O sucesso da Nova Zelândia em erradicar o novo coronavírus contribuiu para o menor impacto recessivo na economia. Segundo o FMI, o PIB neozelandês caiu 2,9% em 2020, mas deve crescer 4% em 2021 e 3,2% em 2022, enquanto o Brasil, nos mesmos anos, respectivamente, tem as seguintes taxas: – 4,1%, 3,7% e 2,6%. Em consequência, a renda per capita em poder de paridade de compra, em termos constantes, caiu menos na Nova Zelândia em 2020 e está se recuperando de forma mais rápida do que o Brasil em 2021 e 2022.

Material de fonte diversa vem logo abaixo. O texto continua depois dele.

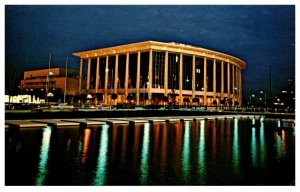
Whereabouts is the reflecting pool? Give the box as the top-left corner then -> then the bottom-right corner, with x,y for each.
5,118 -> 295,186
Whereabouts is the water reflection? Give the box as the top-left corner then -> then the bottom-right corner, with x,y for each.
259,118 -> 266,167
35,127 -> 52,185
81,129 -> 91,163
182,121 -> 190,184
251,127 -> 257,167
92,125 -> 109,185
232,119 -> 240,175
5,119 -> 295,185
140,123 -> 150,185
198,120 -> 206,184
275,130 -> 286,161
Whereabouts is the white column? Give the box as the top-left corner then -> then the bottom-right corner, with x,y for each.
203,57 -> 207,105
78,58 -> 83,93
86,58 -> 92,90
104,55 -> 109,104
124,53 -> 129,97
221,61 -> 224,100
136,51 -> 141,105
227,62 -> 230,98
148,49 -> 153,102
213,59 -> 217,99
179,53 -> 183,105
164,51 -> 169,96
95,57 -> 100,93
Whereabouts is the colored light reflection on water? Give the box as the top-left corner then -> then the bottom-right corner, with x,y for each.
232,119 -> 240,175
182,121 -> 191,184
140,123 -> 150,185
35,127 -> 52,185
93,125 -> 109,185
5,118 -> 295,185
198,120 -> 206,184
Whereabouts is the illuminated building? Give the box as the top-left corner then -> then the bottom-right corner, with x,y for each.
73,41 -> 246,106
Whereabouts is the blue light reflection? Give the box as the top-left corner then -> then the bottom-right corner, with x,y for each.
92,125 -> 109,185
35,127 -> 52,185
140,123 -> 150,185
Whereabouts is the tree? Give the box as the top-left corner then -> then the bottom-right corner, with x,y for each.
213,99 -> 218,106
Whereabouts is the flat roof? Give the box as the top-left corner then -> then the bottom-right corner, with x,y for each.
73,41 -> 246,69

Ou seja, a renda per capita neozelandesa era 2,4 vezes maior do que a brasileira em 2011 e agora está 2,8 vezes maior. As políticas públicas da primeira-ministra Jacinda Ardern demonstram que as ações na área de saúde são aliadas das ações na área econômica e o sucesso na erradicação do coronavírus é um grande incentivo para a retomada das atividades produtivas.
Todo o panorama internacional apresentado acima mostra que a covid-19 tem se mostrado mais resistente do que o previsto anteriormente e poucos países conseguiram manter os casos e os óbitos em níveis baixos. Como a pandemia segue ciclos de expansão e retração, o Brasil, que está em fase de refluxo, deveria se precaver e evitar passar por um novo repique como tem acontecido em Israel, EUA e Reino Unido (países que já vacinaram mais do que o Brasil).

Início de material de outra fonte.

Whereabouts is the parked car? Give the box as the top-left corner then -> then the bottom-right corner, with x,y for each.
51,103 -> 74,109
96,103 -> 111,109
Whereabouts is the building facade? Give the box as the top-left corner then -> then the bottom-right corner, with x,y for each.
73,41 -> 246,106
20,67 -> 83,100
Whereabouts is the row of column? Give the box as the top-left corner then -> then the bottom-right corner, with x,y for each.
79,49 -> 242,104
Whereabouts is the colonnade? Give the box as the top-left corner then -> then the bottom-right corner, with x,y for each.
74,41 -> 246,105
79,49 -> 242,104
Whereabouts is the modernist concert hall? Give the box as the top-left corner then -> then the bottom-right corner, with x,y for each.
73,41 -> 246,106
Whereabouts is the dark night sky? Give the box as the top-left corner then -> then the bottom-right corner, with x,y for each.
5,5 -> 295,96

Como alertou a Fiocruz, em edição do Boletim InfoGripe, divulgado em 18 de agosto, os casos de Síndrome Respiratória Aguda Grave (SRAG) interromperam o cenário de queda e há sinais de retomada de crescimento. A variante delta da covid-19 já é a mais encontrada nas amostras coletadas em pacientes do estado do Rio de Janeiro. Quatro cidades da região metropolitana (Seropédica, Itaguaí, Mesquita e Nilópolis) estão com alto risco de transmissão. Dados da Secretaria Estadual de Saúde com base em informações do sistema da Subsecretaria de Vigilância em Saúde mostram que o número de óbitos em idosos com esquema vacinal completo aumentou no Estado do Rio, sendo que a quantidade de mortes de quem já tomou as duas doses da vacina ficou maior do que o número de pessoas com apenas a primeira dose.
Em função de tudo isso, o referido boletim da Fiocruz mantém a “recomendação da cautela em relação à medidas de flexibilização das recomendações de distanciamento para redução da transmissão da covid-19 enquanto a tendência de queda não tiver sido mantida por tempo suficiente para que o número de novos casos atinja valores significativamente baixos, bem como a necessidade de reavaliação das flexibilizações já implementadas nos estados com sinal de retomada do crescimento ou estabilização ainda em patamares elevados”. Ou seja, não é hora de relaxar, mas sim de redobrar os esforços para vencer a pandemia, minimizando o número de casos e de mortes e maximizando o bem-estar da população.
Frase do dia 22 de agosto 2021
“Sabemos o que somos, mas não sabemos o que poderemos ser”
William Shakespeare (1564-1616)
Referências
ALVES, JED. “Diário da Covid-19: Brasil tem as menores médias do ano, mas o perigo continua”, #Colabora, 15 de agosto de 2021
FIOCRUZ. Resumo do Boletim InfoGripe, Semana Epidemiológica (SE) 32, 2021, RJ, 18/08/2021
José Eustáquio Diniz Alves é sociólogo, mestre em economia, doutor em Demografia pelo Centro de Desenvolvimento e Planejamento Regional (Cedeplar/UFMG), pesquisador aposentado do IBGE, colaborador do Projeto #Colabora e autor do livro "ALVES, JED. Demografia e Economia nos 200 anos da Independência do Brasil e cenários para o século" (com a colaboração de F. Galiza), editado pela Escola de Negócios e Seguro, Rio de Janeiro, 2022.